Scalable Sparse Matrix Multiplication in Apache Spark

Published on 01 December 2016


Our team often deals with sparse matrices. In recommendation systems, the user/item rating matrix, which shows the extent of how much a user likes an item (e.g., a movie), is typically very sparse. Rather than a user/movie rating matrix, we often look at user/host login matrices to find out which logins are unusual.

sparse host login matrix

The sparse host login matrix


The plot above shows a typical user/host login matrix. Each login from a user to a host is shown. Interesting patterns emerge; for example you can see that some user accounts visit almost all 3500 hosts so they might be scripted to do a manual job. The visualization can be misleading but the sparsity of the matrix is about 99.7%!

The problem

A common task in algorithms for recommendation engines is the calculation the matrix product of two sparse matrices. Let us call the operands of the multiplication left matrix and right matrix. The product matrix itself will be sparse as well. When these matrices are big, we cannot possibly afford storing any of them in a dense way. They probably would not even fit into the memory, causing a lot of headache.
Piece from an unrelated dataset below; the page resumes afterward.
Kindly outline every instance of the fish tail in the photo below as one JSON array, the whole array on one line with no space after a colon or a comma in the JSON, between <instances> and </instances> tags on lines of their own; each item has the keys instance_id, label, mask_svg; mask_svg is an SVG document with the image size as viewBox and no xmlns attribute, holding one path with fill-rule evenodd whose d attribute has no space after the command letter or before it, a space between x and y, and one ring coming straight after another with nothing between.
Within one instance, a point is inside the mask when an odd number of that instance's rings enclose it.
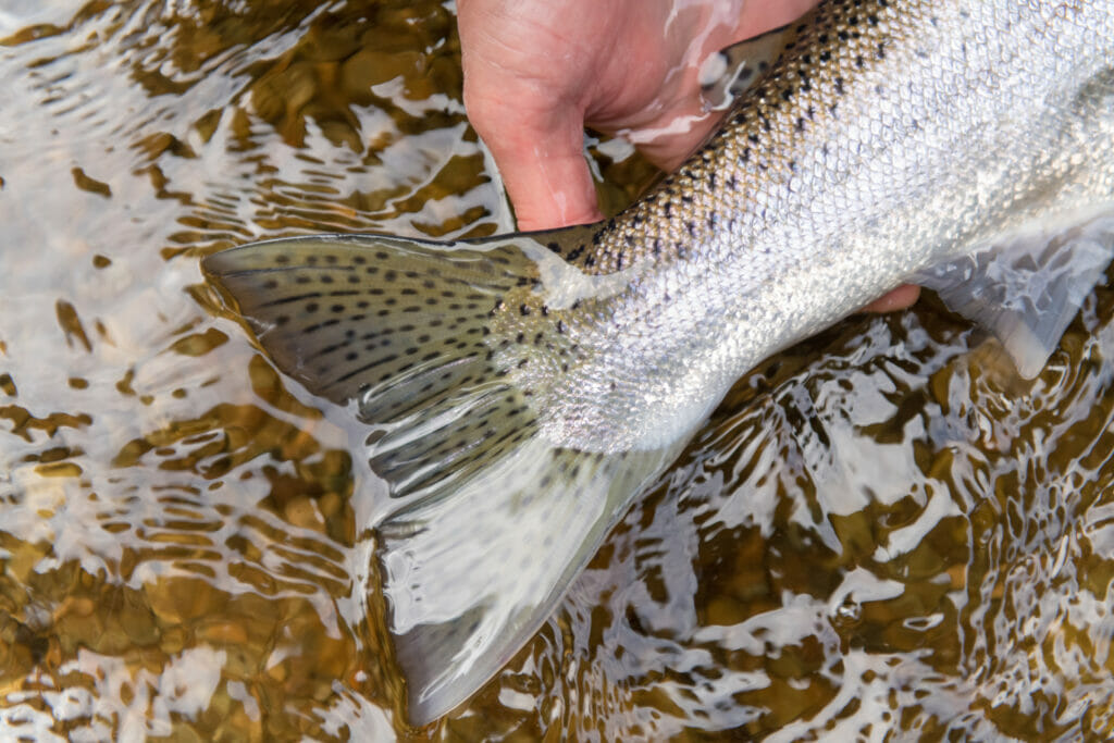
<instances>
[{"instance_id":1,"label":"fish tail","mask_svg":"<svg viewBox=\"0 0 1114 743\"><path fill-rule=\"evenodd\" d=\"M565 327L592 309L550 306L540 289L547 272L580 274L556 253L585 234L299 237L203 263L282 371L375 427L368 456L394 506L377 525L383 585L414 724L510 659L676 453L545 436Z\"/></svg>"}]
</instances>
For one of our anomaly detector algorithm, we needed to implement a scalable sparse matrix-matrix multiplication in Apache Spark. We first turned to the documentation of Spark MLlib to learn what is implemented in Spark already. You can first read the summary of our findings. Then we present a solution for sparse matrix multiplication that worked better for us than the currently implemented functions in Spark.

Disclaimer: in the following part of this post, the cited source and API documentation reflect the state of Apache Spark as of November 2016, i.e., v2.0.2. As Spark rapidly evolves, the summary and findings might become outdated in the future.

Matrix multiplication implementations in Spark

In Spark MLlib, there are two main types of matrices: local matrices are stored on a single machine, while distributed matrices are stored on multiple machines. As of now, there are two implementations of local matrices: DenseMatrix and SparseMatrix, and four implementations of distributed matrices: CoordinateMatrix, IndexedRowMatrix, RowMatrix and BlockMatrix. We wanted to store our matrix distributively so we looked at those possibilities.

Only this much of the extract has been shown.